Man Who Allegedly Pied Strangers in The Face With Whipped Cream Identified

A man suspected of throwing plates of whipped cream at random civilians' faces has been identified but not yet apprehended.

Andre Eugene Moore-Gerald, 22, of Greenville, South Carolina, was identified as the suspect on Thursday. The Greenville Police Department, in a Facebook post Wednesday, said that at about 2:30 p.m., officers responded to an assault near the Main Street bridge. In Greenville, there's a one in 139 chance of being a victim of a violent crime, according to Neighborhood Scout.

"A woman was walking on the sidewalk, pushing her child in a stroller, when the pictured suspect hit her in the face with a plate of whipped cream," police said. "There have been multiple incidents of this occurring today."

The mother was reportedly walking on Main Street in downtown Greenville when she was attacked.

On Thursday police posted again on Facebook saying the suspect had been identified, thanking the public for assistance.

Pie Suspect
The Greenville Police Department has a warrant out for the arrest of Andre Eugene Moore-Gerald, 22, who allegedly has thrown whipped cream pies at strangers' faces the past few days. Greenville Police Department

A warrant provided to Newsweek shows that Moore-Gerald is charged with third-degree assault and battery. It also states that the suspect allegedly "did attempt to injure the striking her in the face with a plate covered in whipped cream."

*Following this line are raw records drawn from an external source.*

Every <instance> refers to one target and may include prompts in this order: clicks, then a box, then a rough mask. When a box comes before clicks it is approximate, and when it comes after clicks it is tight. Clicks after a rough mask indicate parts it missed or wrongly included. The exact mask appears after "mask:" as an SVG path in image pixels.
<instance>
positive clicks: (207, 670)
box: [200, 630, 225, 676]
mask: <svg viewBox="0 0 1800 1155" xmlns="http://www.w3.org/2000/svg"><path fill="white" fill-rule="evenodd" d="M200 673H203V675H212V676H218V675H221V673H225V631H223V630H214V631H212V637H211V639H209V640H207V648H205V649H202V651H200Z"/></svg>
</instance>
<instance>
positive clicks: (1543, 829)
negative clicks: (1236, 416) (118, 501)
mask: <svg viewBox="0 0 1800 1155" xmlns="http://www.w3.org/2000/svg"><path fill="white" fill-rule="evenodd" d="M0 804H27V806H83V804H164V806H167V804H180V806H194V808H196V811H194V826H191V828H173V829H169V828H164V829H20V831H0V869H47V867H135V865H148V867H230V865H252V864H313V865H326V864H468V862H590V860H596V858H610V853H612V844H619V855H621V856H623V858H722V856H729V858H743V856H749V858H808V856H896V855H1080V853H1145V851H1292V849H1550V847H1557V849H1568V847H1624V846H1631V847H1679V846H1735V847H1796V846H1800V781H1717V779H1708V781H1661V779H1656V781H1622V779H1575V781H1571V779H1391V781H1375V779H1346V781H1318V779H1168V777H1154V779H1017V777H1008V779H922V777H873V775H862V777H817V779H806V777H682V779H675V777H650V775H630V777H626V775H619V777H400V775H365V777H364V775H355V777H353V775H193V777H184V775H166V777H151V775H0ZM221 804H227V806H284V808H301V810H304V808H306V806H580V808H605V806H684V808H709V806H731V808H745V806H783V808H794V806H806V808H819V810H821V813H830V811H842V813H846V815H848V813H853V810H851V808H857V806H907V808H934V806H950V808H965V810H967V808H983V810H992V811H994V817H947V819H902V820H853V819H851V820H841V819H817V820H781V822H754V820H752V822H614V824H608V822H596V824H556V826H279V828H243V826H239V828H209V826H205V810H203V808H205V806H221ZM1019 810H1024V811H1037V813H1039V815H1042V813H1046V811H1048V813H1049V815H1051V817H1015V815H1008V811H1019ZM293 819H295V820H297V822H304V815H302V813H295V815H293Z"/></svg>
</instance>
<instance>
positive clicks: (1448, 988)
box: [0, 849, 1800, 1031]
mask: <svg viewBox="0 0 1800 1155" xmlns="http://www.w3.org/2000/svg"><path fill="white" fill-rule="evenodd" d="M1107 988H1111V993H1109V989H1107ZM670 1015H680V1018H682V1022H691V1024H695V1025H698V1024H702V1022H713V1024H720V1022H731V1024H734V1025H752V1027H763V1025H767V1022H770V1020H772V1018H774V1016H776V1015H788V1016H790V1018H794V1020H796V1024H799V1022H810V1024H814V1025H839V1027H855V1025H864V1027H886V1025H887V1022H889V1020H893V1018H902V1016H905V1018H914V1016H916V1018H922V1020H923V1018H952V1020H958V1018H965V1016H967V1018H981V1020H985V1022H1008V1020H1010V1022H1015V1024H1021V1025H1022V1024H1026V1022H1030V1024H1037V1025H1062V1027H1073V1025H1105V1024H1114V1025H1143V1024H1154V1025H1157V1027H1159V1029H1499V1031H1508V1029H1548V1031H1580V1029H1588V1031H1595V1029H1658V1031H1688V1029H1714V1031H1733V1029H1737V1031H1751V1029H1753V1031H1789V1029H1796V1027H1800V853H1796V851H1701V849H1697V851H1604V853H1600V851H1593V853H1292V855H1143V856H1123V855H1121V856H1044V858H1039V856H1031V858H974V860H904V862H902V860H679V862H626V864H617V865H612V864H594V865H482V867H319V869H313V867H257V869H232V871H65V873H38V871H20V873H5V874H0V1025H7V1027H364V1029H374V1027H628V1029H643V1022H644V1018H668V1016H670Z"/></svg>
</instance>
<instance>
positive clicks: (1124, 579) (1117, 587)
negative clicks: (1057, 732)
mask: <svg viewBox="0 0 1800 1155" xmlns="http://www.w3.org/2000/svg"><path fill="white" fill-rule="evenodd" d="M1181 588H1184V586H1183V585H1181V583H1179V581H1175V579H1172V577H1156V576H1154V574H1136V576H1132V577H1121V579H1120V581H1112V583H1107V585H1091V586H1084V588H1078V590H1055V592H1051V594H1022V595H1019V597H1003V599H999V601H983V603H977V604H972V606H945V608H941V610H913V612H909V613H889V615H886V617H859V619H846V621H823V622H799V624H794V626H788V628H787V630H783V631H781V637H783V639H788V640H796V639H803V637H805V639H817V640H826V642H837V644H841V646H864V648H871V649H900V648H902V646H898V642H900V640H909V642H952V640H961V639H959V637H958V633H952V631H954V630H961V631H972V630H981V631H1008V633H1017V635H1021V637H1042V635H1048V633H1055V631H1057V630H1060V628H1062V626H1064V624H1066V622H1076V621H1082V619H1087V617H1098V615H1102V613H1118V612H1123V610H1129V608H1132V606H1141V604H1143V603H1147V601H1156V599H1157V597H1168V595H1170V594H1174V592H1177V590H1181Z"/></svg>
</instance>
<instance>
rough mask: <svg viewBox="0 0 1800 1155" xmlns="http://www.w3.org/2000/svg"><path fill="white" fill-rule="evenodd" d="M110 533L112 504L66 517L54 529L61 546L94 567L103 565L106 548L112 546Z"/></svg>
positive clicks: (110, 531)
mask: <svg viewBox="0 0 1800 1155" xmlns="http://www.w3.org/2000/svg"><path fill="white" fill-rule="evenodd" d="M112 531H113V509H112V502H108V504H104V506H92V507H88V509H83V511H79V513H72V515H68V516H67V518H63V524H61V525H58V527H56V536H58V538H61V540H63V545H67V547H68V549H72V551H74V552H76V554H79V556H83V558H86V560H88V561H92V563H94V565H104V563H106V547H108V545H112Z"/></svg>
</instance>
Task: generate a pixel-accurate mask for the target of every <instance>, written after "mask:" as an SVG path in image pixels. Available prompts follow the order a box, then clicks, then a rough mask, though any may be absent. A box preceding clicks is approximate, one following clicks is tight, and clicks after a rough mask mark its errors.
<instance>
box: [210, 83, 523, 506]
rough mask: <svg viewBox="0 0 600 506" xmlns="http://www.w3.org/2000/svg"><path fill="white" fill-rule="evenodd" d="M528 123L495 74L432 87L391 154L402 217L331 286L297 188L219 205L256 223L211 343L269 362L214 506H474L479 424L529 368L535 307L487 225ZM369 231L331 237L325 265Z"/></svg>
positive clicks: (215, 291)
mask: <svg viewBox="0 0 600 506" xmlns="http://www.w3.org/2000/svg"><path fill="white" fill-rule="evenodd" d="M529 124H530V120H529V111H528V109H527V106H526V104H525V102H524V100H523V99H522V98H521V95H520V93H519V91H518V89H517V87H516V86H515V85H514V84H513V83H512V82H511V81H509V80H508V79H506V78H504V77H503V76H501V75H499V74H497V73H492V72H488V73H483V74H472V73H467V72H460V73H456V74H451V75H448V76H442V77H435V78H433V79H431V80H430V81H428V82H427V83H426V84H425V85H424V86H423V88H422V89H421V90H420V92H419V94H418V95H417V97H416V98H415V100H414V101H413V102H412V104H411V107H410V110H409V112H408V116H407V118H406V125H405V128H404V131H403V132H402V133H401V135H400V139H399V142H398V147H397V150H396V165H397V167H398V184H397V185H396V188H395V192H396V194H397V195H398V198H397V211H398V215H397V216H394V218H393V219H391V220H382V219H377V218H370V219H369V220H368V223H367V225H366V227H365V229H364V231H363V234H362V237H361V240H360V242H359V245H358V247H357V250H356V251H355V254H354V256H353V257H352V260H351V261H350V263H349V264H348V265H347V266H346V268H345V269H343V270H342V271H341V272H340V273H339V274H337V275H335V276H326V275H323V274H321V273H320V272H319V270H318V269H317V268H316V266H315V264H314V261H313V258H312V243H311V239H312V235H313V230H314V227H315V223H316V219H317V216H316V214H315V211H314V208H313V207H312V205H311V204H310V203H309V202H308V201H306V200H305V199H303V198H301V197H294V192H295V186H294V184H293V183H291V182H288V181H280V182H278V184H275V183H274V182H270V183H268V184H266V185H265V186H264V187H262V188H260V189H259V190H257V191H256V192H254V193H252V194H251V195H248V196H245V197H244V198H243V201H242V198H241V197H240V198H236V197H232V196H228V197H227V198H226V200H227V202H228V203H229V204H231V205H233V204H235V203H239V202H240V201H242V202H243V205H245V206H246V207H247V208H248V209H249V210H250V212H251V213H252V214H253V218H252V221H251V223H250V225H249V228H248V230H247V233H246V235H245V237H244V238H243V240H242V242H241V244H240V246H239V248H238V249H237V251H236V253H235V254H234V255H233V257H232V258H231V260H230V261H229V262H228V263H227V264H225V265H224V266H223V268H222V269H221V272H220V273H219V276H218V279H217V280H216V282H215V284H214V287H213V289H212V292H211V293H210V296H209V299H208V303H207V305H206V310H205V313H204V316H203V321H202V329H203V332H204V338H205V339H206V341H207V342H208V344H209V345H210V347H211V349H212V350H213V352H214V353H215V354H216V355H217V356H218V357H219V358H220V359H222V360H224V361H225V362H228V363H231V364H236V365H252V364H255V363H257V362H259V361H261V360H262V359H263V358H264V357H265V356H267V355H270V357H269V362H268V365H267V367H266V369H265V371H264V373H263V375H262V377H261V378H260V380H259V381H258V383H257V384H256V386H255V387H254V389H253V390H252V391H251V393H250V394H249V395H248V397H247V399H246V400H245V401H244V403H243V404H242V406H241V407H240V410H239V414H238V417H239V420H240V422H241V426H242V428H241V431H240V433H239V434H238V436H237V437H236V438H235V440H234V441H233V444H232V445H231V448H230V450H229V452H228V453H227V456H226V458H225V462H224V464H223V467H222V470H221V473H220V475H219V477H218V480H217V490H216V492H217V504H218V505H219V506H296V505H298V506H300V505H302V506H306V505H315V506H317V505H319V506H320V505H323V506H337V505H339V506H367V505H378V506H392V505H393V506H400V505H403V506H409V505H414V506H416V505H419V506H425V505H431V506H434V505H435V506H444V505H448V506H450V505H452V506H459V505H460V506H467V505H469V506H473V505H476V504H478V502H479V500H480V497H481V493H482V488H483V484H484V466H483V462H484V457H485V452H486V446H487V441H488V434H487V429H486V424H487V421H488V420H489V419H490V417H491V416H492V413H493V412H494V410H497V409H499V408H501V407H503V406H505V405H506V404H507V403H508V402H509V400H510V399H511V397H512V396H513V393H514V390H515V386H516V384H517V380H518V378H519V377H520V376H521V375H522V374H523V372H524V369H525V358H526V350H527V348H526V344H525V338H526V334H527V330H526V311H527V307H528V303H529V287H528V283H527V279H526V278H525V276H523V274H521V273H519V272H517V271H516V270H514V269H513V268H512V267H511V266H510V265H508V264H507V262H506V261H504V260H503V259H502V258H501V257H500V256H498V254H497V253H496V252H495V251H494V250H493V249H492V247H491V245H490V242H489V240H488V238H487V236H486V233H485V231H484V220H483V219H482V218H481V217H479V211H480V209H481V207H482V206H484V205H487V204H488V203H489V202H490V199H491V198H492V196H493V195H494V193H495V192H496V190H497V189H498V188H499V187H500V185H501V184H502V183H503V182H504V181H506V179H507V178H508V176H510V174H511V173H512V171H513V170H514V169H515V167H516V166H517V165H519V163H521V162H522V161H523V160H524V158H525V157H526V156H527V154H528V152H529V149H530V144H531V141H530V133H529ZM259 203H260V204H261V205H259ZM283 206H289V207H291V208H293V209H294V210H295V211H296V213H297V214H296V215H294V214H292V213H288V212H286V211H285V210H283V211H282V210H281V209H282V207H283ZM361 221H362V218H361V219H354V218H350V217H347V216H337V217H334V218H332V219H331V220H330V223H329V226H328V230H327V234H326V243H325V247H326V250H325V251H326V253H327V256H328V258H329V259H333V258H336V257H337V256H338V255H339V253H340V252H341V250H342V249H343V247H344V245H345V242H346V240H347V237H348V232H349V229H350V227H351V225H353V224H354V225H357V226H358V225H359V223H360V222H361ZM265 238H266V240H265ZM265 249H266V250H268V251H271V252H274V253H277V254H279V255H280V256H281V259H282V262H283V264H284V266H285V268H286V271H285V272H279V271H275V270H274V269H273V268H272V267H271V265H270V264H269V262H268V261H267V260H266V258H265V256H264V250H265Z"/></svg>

Moore-Gerald was identified by nearby surveillance video footage, the warrant says, as well as YouTube videos he created. He also reportedly wore the same clothing in multiple incidents.

Sergeant Johnathan Bragg of the Greenville Police Department told Newsweek that, as of the time of publication, the suspect has not yet been arrested.

"We know that several people have been hit with the whipped cream plates," Bragg said when asked how many individuals were assaulted by the suspect. "However, we only had one person that called to file a report. That is where the assault and battery charge stems from."

FBI data shows that the assault rate in Greenville for 2018 was 370.65 per 100,000 residents—a 12.51 percent decline from the previous year. Violent crime in the city also decreased year over year dating back to 2015.

The suspect's YouTube channel is listed under the name "Savage_dre" and includes two videos involving pie-in-the-face pranks—the first posted Wednesday, and a sequel posted Thursday.

YouTube users have commented on his videos, informing Moore-Gerald that he is wanted by police and that there is a warrant out for his arrest. Support for his "prank" was limited, as few users called it a good comedic effort while most others said it was crossing the line.

The suspect has even responded to many of the comments, even asking some of them to subscribe to his page.

"Randomly smacking strangers in the face isn't cool," one user told Moore-Gerald, to which he replied, "You right, that's my fault."

"An assault charge for a paper plate of whipped cream to the face is absurd," another user commented. "Sorry bro, Greenville isn't what it used to be. Everyone is so uptight now."

With April Fools' Day taking place just weeks ago, the internet has been alive with chatter about pranks, taking time to note the worst ones seen.

One boss pretended to fire an employee as a prank, and it was not well received.

And a British company is under fire for pranking its customers with "free beer for life."